Altında kısa beyaz bir şort ve siyah kalın asklı tülden bi gömlek vardı.Süt gibi olan bacakları yine ortadayken kıskanç yanım ağır basmaya başlamıştı.Kolumu yatağın ayak ucunda duran tahtaya koyup onu seyrettim.Neden bu kadad güzeldi anlamıyorum.Hale de benim için fazlasıyla güzeldi.Yine yıkanmış taze buram buram çilek kokarken onu kendime çekmek istiyordum. Bana son bir bakış atıp yanımdan uzaklaşırken kolundan tuttuğum gibi kendime çektim.Beni kasıp kavuran teni yine dibimdeydi.Öldüğüm kokusu da yine yamacımdaydı."Poyraz aşağı inmem gerekiyor bırakır mısın?" direk cevap verip "hayır" dedim.Bundan sonra ona sert davranacağımı söylemiştim.Bu dünyada sert birisi olduğunu hiç bir yerde utanmayacağını ögretecektim.Bunu sesli bir şekilde dile getirerek "Sana herşeyi öğreteceğim."dedim."Korkularına karşı seni eğitmeyi düşünüyorum." omuzlarını silkip "Nasıl?" dedi umursamazca.Sanırım bu dediğime inanmıyor gibiydi.Pişkince sırıtıp "bekle ve gör" avuçlarını alıp yanaklarıma koyarken yutkunduğunu gördüm adem elmasından.Şimdi içinde ne korkular barındıyordu bilmiyorum ama ona kesinlikle zarar vermeyeceğimi bilmesini istiyordum.Dudaklarımı dudaklarına doğru bastırıp öpmeye başladığımda midemde olan davullar çalmaya başlamıştı bile.Yine çilek kokan dudak kremi harika bir şekilde beni hırslandırıyordu.Onu yatağa atmak için kendimi zor tutsamda yine de beceremedim.Normalde bu benim için çok kolay bir işti ama Deniz'e gelince...Bir yönden korkuyordum.Dudaklarımdan ayrıldıktan sonra bir elini göğsüme diger elini kalbinin üzerine koyup "Poyraz dur. Öleceğim yoksa" öyle hızlı nefes alıp veriyordu ki bayılmak üzereydi sanki. Kollarımı ona doladığımda söze girdim."Ya ben noluyorum? Beni hiç düşündün mü? Benim içimde neler döndüğünü bilmiyor musun?.Beni artık baştan çıkarmayı kes."

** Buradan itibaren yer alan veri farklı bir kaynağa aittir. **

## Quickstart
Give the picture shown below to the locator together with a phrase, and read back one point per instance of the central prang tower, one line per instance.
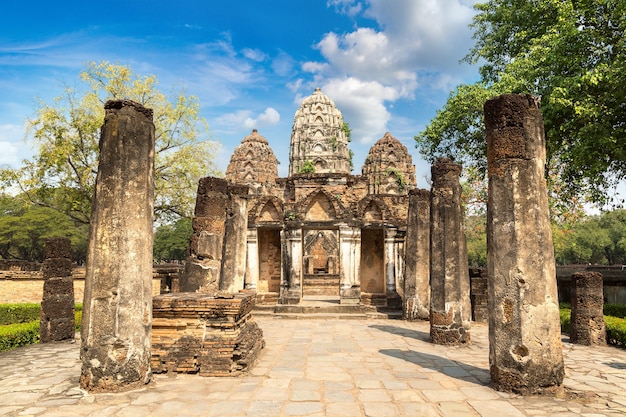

"O zaman benden uzak dur Poyraz.Bırak beni. Ben sana göre değilim" dediği anda yeniden dudaklarına yapmıştım. Ne demek ben sana gore değilim? Bluzumun bana olmadığı gibi 'Bu sana göre değil!'

"Lütfen böyle konuşma.Ben sana burada ne halde olduğumu söylüyorum sen neler söylüyorsun?" kollarımdan ayrıldığı zaman boşluğa düşmüştüm sanki."Pardon ben...ben ne dediğini bilmiyorum galiba" diyerek elini başına koydu."Tamam bende fazla üstüne gittim.Çıkabilirsin" dedim elimle kapıyı işaret ederek.Biraz şaşırsada pişmanmış gibi bakıp önüne bakarak arkasına dönüp yavaş adımlarıyla odadan çıktı.Her şey güzel giderken bi anda her şeyin berbat olması..Denize olan bütün iletişimimi kesiyordu.

Yüzümü elimle sıvazladıktan sonra etrafıma kısa bir bakış attım.

Olacak iş değildi...

Her zamanki üzerime yapışan siyah gömleğimi üzerime geçirip düğmelerini teker teker bağladım.O gün boynuma bağladığı kravat aklıma gelince bos bir yere bakıp gülümsedim.

Bu kız aklımı başımdan alıyordu..

Hazırlandıktan sonra siyah saatimi da koluma yerleştirip ön tarafı uzun olan Saçlarımı arkaya doğru attırdım...

Sanırım böyle daha iyiydi.

Burnumu çekerek aşağı indim.Ardından bahçeye çıkarak kahvaltı masasına doğru ilerledim.Babam yine her zamanki gibi erken çıkmıştı anlaşılan.Deniz'in karşısına oturduğumda,hala daha yüzüme bakmaktan çekiniyormuş gibi al al yanaklarıyla birlikte kahvaltısıyla meşguldü. "Seni akşama birisiyle tanıştıracağım Deniz." dedi Ender.Deniz'in bakışları annesine yönelirken "Kim o?" diye sordu. "Şirketimin yeni ortağı. Akşama bize yemeğe gelecekler. Oğlu da var adı Rüzgar.İyi anlaşacağınızı umuyorum."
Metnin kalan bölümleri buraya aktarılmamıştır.